Chicken Scratch

Chicken Scratch , Painting
Chicken Scratch
"Chicken Scratch" is an acrylic on canvas abstract painting with chickens as the subtle subject matter. You don’t have to leave Brooklyn to find the heart of Robert Polito’s art—it’s right here, where he’s lived and worked his whole life. He’s a Renaissance man, a musician—composer, singer, guitarist—and a visual artist—abstract and representational. “I was born to be creative,” Polito says. “My passion is the creative process and the similarities and differences between art and music.”

Improvisation is the key element of both disciplines. “When I paint,” Polito says, “I like it to be purely improvisational. So I pick a canvas, I use all different sizes from small to large, then I reach into my box of paint tubes and without looking, I arbitrarily pick out anything from 6 to 12 tubes. That becomes my palette. At that point, I just start painting without thinking about it too much.”

Being a lifelong musician, he says, the way he paints seems like jazz. “After the first few strokes, the painting kind of tells me what it wants to be and practically paints itself. I like to refer to my stuff as jazz on canvas. And just as a jazz musician tries to explore different avenues, I let the paintings happen, however they happen. If it’s pure abstract, that’s fine. and if there’s something representational about it, that’s fine too. No preconceived notions. Just my creative flow.”

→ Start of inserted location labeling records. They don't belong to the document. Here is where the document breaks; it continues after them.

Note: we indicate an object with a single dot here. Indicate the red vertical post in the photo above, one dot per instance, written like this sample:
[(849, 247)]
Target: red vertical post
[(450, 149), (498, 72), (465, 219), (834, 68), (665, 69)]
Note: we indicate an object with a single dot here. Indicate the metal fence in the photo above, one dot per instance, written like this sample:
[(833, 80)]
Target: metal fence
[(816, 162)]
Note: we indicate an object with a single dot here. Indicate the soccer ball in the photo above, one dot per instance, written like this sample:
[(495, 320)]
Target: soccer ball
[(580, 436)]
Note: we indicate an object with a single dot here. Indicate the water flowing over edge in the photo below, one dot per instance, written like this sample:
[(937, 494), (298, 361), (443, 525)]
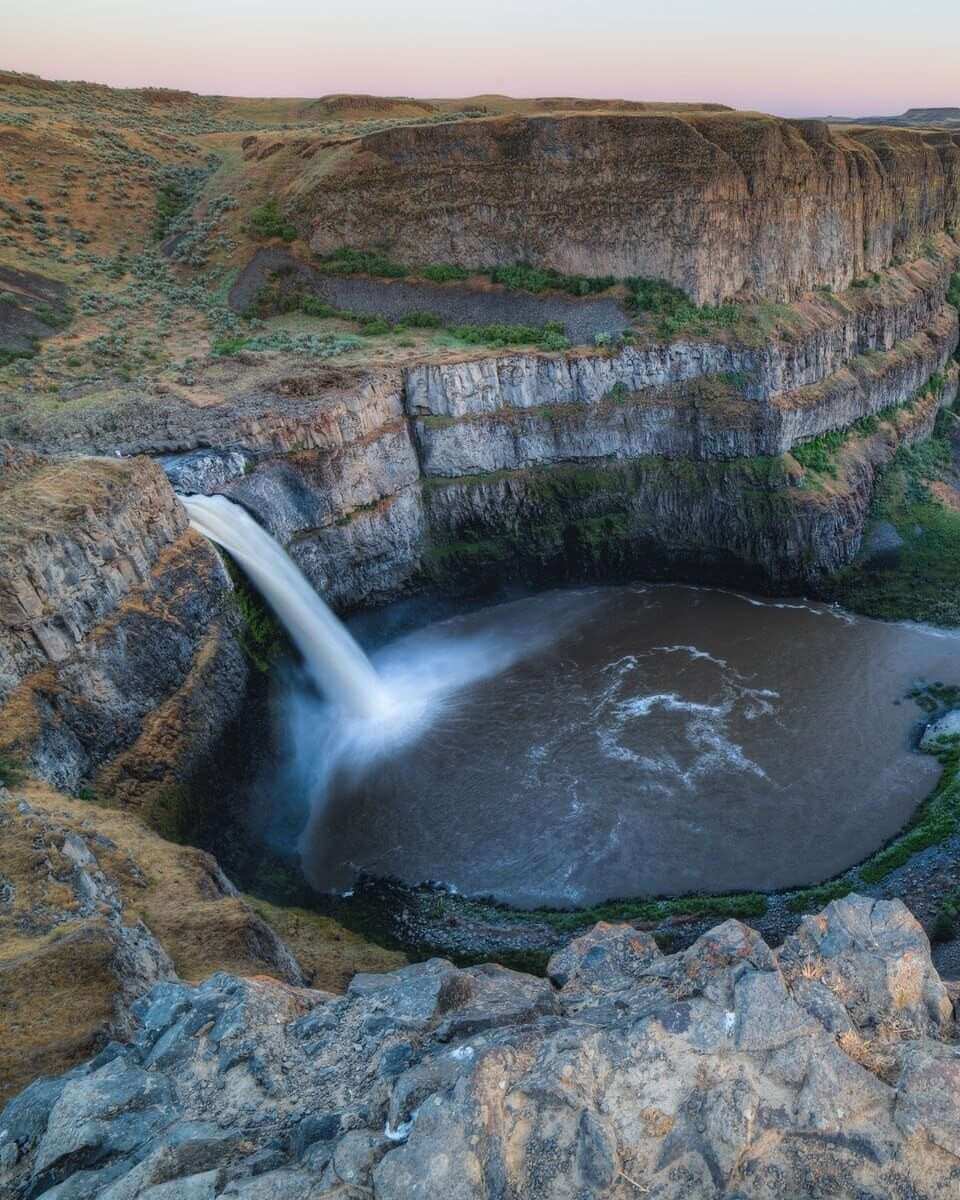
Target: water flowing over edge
[(336, 663)]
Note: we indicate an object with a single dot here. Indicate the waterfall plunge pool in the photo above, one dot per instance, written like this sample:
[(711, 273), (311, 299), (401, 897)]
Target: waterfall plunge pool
[(583, 744)]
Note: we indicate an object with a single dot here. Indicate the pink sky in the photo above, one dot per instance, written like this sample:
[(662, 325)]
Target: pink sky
[(839, 58)]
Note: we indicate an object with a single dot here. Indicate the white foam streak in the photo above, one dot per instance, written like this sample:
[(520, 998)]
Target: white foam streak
[(335, 660)]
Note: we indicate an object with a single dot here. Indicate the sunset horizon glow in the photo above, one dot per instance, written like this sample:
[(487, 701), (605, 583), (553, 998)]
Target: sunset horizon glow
[(846, 59)]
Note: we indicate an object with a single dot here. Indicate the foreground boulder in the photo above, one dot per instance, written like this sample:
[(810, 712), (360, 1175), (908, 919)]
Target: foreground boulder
[(725, 1071)]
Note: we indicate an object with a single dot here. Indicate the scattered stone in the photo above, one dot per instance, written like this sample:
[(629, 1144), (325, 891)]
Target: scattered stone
[(825, 1069)]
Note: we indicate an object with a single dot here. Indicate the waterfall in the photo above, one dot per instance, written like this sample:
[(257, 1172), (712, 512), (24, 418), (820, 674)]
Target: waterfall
[(337, 664)]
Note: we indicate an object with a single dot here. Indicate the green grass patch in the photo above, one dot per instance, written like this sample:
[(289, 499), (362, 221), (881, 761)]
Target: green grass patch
[(523, 277), (744, 904), (268, 221), (921, 579), (261, 635), (12, 771), (444, 273), (549, 336), (348, 261), (675, 313)]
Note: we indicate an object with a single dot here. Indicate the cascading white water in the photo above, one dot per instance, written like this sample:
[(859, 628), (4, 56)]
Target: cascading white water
[(337, 664)]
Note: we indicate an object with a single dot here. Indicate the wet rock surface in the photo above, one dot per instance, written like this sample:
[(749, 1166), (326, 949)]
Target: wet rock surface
[(730, 1069), (94, 911)]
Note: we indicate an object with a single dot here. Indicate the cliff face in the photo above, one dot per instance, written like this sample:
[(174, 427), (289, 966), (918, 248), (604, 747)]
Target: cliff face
[(719, 204), (826, 1068), (559, 466), (118, 660)]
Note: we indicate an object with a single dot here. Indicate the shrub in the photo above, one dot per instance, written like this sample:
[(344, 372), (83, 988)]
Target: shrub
[(376, 327), (675, 311), (11, 771), (540, 279), (361, 262), (268, 221), (444, 273), (550, 336)]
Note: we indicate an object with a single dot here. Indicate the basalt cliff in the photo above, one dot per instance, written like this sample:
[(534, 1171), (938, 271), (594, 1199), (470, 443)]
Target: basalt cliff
[(720, 204), (825, 1068), (160, 1037)]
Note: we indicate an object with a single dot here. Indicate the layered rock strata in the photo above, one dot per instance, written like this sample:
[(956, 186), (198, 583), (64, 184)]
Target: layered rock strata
[(118, 659), (827, 1068), (94, 911), (719, 204)]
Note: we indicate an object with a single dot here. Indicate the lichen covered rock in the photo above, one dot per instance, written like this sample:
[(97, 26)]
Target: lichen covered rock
[(701, 1074)]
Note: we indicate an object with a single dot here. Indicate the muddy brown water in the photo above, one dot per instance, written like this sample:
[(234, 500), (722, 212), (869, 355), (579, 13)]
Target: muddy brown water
[(654, 741)]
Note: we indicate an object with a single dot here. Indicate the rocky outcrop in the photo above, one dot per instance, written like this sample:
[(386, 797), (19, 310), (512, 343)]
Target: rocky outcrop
[(825, 1069), (819, 339), (119, 666), (95, 910), (706, 419), (719, 204), (756, 523), (379, 481)]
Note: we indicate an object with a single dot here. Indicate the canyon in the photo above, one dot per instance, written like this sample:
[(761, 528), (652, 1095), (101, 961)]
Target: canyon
[(172, 1036)]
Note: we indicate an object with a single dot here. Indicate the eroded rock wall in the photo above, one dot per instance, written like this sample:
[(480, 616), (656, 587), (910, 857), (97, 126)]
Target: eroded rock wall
[(719, 204), (119, 659)]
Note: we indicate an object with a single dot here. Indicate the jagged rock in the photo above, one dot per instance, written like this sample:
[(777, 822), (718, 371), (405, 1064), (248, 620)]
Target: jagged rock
[(605, 959), (100, 911), (729, 203), (204, 471), (726, 1069), (119, 660), (875, 958)]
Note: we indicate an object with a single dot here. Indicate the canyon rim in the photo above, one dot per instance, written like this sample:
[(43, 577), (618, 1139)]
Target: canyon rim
[(479, 648)]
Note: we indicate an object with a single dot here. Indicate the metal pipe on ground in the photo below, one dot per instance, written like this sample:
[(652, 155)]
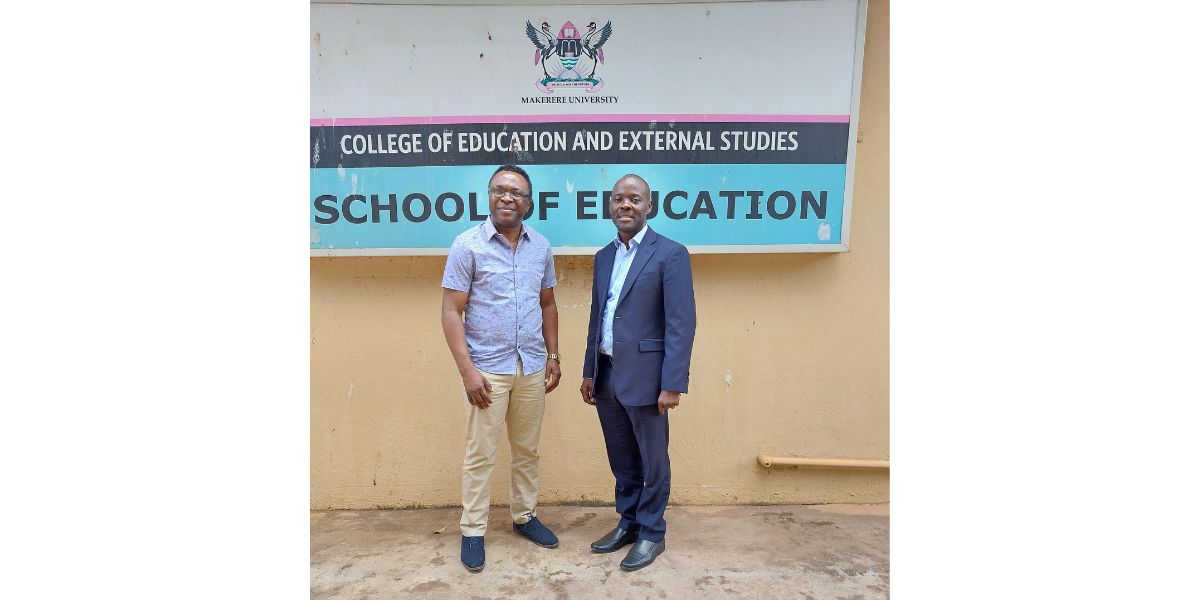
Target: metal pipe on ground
[(768, 461)]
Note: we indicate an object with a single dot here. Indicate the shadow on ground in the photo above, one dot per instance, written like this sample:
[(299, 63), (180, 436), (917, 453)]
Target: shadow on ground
[(759, 552)]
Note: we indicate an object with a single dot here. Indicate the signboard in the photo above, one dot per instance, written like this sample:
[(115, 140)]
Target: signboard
[(742, 117)]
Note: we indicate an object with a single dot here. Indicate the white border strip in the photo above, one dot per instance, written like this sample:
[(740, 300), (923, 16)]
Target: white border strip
[(580, 251), (856, 99)]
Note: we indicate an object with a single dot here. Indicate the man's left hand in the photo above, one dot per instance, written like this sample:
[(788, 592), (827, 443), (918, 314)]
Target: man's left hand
[(553, 373), (667, 400)]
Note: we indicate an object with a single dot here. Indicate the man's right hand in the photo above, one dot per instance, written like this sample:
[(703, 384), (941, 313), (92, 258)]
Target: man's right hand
[(478, 389), (586, 390)]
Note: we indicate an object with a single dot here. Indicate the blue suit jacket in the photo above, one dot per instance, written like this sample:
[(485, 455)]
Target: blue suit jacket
[(654, 323)]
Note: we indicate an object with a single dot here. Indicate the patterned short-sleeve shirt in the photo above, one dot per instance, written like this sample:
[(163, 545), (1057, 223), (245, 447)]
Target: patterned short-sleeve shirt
[(503, 316)]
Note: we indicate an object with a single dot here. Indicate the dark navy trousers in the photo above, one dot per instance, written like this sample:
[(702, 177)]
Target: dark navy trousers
[(636, 439)]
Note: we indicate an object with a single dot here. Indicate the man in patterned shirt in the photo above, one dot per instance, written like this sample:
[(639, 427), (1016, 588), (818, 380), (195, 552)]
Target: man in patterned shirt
[(502, 275)]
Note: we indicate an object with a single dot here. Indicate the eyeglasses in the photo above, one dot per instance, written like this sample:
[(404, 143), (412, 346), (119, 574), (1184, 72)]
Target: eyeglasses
[(501, 193)]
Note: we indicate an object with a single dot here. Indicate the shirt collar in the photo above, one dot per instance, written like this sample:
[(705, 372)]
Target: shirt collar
[(636, 241), (490, 229)]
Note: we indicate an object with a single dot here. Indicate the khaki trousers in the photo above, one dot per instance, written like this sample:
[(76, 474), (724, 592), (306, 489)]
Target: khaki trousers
[(519, 401)]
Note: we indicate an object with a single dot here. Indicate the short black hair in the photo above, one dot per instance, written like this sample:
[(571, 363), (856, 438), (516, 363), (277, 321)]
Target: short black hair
[(516, 169)]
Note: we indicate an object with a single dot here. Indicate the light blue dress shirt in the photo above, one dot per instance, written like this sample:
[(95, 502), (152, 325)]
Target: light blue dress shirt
[(503, 316), (619, 270)]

Polito says that even as a small child, he knew he would spend his life in artistic endeavors. After a near fatal illness at the age of 8 (rheumatic fever), his father taught him to play guitar and piano. “My enduring love affair with music and the arts began.” When rock and roll came along, and with it, The Beatles, then Broadway, and hundreds of others inspired him to become a stage performer. “By the time I was 25, I was supporting myself and my young family through music, playing five to six nights a week.” He has performed on the East Coast for more than 40 years, now, and found intense enjoyment in entertaining people. “While I still compose and play gigs, playing music was not destined to be the only artistic journey for me.” He suffered progressive joint damage as a result of his bout with rheumatic fever, so playing instruments became more and more difficult. One day, by chance, a good friend handed him a brush, paints, and a canvas and told me, “Paint!" From that first instant he dipped a brush into paint and placed it on canvas, he knew he had found his second calling. “Every stroke I painted felt like I was playing my guitar. I was painting my music!” That was in 2010, and he’s been painting ever since.

Largely self-taught and instinctive at art making, Polito says he has
a natural ability to express emotion. His pictures are moody—sometimes bright, sometimes dark. “What I always hope for is that after the first few strokes, I just get into the zone. Tthe painting goes along without me thinking about it, and there’s a sense of manic creativity in my head.” Other times, he says, he is more deliberate and takes more time. “I have garnered a thorough knowledge of color and composition in the last several years, by experimenting. As a lifelong musician, I live in an aural world, and have translated the music in my head into vivid, bold, and unique visual art. The different styles I work in are a result of years of discovery and exploration of art and music. Both are life, love and magic to me,” he says.

“I set no limits for my work, and express myself freely, without restrictions, or preconceived notions of what is acceptable. It is my deepest wish to expose the light as well as the shadows, bring sound into the silence, silence into the noise, and insight into the struggles of life. My work is unique, provocative, and varied. I believe my bold style and intense use of color place me among the more interesting and even compelling artists working now.”